Many Tsunami Children Feel Hopeful About Future
Many Tsunami Children Feel Hopeful About Future, According To New UN Survey
One year after the tsunami dramatically changed their lives, children in India, Sri Lanka and Thailand feel hopeful about the future, while those in Indonesia are recovering at a slower pace, according to a survey of youngsters released today by the United Nations Children’s Fund (UNICEF).
In the survey, UNICEF Tsunami Relief Study – The Views of Affected Children, 1,633 children in the four countries were interviewed about their thoughts and feelings on the disaster and their future. The survey polled children 8-17 years old, all of whom where directly affected by the tsunami.
The survey indicates that while children’s lives continue to be affected by the 26 December tsunami, which killed over 230,000 people and displaced some 1.5 million more in 12 countries, they are optimistic and hopeful about their future.
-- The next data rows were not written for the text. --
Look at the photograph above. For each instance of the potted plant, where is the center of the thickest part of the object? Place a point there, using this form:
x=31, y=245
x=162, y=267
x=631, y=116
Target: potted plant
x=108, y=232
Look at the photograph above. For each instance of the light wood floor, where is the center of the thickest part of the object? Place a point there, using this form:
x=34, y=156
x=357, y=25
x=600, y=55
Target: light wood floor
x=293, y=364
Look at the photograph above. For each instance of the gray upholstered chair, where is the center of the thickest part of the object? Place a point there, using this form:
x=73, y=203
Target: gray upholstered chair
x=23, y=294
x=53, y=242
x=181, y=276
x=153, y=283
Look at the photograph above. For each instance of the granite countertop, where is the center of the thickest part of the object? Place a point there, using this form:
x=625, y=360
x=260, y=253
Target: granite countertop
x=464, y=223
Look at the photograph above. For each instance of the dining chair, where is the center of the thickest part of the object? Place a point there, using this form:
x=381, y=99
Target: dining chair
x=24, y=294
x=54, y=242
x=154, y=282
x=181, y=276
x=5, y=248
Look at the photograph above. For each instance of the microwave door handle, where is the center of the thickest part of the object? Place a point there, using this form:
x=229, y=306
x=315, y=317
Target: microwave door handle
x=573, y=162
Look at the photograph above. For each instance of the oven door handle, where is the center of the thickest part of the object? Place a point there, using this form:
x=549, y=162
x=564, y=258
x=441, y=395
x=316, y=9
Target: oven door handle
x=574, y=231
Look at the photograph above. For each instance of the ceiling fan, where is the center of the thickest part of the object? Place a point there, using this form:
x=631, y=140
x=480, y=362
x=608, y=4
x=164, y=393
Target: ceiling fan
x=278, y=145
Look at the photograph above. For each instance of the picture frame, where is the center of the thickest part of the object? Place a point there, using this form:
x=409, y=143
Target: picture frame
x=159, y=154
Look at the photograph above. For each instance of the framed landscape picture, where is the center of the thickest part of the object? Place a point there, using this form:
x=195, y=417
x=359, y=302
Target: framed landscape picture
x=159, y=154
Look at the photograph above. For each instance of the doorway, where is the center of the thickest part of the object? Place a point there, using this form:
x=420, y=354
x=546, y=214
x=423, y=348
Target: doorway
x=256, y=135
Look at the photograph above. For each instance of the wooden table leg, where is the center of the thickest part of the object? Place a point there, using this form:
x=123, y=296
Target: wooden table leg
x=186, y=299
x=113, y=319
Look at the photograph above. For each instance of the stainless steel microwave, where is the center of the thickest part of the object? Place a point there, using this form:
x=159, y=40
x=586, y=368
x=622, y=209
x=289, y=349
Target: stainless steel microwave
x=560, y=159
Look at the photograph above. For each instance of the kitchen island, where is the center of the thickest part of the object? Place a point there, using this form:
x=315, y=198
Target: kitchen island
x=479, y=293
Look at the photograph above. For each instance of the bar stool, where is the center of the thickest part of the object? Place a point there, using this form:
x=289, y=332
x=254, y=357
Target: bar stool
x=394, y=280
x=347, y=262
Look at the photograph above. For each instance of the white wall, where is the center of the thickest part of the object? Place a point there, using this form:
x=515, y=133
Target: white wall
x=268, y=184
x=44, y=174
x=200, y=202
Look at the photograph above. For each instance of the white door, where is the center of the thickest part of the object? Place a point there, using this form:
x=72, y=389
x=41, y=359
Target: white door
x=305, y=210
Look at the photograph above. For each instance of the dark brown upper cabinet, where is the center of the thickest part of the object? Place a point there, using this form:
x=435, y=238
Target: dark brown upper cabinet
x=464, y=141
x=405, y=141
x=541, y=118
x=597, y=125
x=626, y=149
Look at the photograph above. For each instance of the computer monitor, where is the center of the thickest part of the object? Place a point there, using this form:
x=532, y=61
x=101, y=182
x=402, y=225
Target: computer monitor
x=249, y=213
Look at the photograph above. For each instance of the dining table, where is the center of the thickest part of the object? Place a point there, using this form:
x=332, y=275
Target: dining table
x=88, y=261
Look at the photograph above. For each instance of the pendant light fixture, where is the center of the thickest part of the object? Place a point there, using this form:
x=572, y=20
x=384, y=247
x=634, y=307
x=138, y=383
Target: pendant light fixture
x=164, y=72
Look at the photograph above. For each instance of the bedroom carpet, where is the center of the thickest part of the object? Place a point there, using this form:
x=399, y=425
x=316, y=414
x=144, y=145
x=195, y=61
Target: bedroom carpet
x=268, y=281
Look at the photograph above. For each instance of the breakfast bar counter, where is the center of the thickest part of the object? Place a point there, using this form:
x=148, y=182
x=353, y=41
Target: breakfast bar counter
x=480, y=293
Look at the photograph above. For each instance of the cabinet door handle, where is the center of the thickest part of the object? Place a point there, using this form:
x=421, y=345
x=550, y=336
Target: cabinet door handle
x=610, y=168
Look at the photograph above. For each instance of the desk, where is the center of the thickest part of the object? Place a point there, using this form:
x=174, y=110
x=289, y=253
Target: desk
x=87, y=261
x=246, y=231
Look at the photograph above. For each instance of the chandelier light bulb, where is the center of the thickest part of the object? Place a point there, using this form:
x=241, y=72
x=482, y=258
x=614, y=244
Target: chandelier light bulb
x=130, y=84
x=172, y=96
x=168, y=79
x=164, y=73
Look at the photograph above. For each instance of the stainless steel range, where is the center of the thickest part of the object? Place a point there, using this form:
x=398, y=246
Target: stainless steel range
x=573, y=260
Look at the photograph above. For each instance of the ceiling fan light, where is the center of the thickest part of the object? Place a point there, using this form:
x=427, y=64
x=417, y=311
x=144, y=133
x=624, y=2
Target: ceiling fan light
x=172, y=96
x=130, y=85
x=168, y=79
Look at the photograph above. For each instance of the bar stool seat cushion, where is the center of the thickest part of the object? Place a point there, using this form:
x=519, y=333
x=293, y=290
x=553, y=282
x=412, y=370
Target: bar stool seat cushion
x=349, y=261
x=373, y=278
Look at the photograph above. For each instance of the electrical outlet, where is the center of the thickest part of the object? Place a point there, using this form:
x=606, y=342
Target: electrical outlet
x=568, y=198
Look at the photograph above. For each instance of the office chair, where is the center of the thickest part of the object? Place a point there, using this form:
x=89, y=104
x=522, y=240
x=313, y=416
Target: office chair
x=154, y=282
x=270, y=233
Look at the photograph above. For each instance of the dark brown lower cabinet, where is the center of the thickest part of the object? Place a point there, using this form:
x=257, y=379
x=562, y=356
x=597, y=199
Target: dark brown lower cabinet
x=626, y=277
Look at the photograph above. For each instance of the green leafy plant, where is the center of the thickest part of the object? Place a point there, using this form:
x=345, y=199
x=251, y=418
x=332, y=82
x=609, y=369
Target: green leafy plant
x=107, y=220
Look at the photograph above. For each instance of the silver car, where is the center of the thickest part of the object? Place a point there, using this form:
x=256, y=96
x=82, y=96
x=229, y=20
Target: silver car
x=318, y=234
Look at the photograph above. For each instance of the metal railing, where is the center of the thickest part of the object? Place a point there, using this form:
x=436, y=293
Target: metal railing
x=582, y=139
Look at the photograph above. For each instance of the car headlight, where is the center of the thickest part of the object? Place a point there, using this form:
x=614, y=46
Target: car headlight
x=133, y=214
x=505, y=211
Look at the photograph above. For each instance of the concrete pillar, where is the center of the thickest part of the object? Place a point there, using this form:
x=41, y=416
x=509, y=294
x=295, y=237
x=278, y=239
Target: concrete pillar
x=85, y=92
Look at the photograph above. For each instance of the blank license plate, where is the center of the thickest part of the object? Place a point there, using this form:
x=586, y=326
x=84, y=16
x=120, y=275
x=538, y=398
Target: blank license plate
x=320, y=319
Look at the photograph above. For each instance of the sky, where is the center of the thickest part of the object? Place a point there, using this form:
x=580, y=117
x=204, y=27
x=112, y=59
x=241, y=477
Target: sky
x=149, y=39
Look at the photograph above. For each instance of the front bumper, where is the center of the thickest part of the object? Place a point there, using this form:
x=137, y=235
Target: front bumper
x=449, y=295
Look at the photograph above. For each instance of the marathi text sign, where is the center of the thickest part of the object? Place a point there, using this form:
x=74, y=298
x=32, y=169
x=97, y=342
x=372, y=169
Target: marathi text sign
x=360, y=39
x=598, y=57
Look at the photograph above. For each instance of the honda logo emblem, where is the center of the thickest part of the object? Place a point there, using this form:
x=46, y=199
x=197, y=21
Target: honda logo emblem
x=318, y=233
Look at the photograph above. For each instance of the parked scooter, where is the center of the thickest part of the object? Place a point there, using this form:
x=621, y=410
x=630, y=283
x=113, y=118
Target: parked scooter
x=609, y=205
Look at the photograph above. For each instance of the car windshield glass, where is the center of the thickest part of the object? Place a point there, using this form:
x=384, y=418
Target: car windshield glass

More than two-thirds of the children feel that their situation has improved and that they are better off now compared to the weeks immediately following the tsunami.
UNICEF commissioned the study to better understand how surviving this tragedy has affected children, to provide an honest and authentic perspective directly from the children and to improve programs that meet the needs of the tsunami generation. Key findings include:
- Some 80 percent of children polled in India, Sri Lanka and Thailand are positive about their future. “Hopeful, happy, confident” are the words they use to describe their feelings. In Indonesia, children have the least optimistic view of the future; one-third believes their lives will not improve, possibly because a staggering 69 per cent of those surveyed there had lost a family member.
- Many children are still afraid. More than half those surveyed in India and Sri Lanka fear another earthquake or tsunami, and 76 per cent interviewed in Thailand fear the loss of a loved one. More than one-third of those polled in Indonesia said they often feel alone.
- Virtually all children interviewed were aware they benefited from relief assistance, but also felt that additional aid was needed. The children identified several key needs, most often mentioning support to stay in school, though 9 out of 10 identified themselves as back in school.
A separate series of 800 focus-group discussions carried out in 1,100 villages in Sri Lanka by the country’s Human Rights Commission in collaboration with the UN Development Programme (UNDP) and the University of Colombo, found survivors suffering from social stigma, depression among widowers and increased alcohol use among teenagers.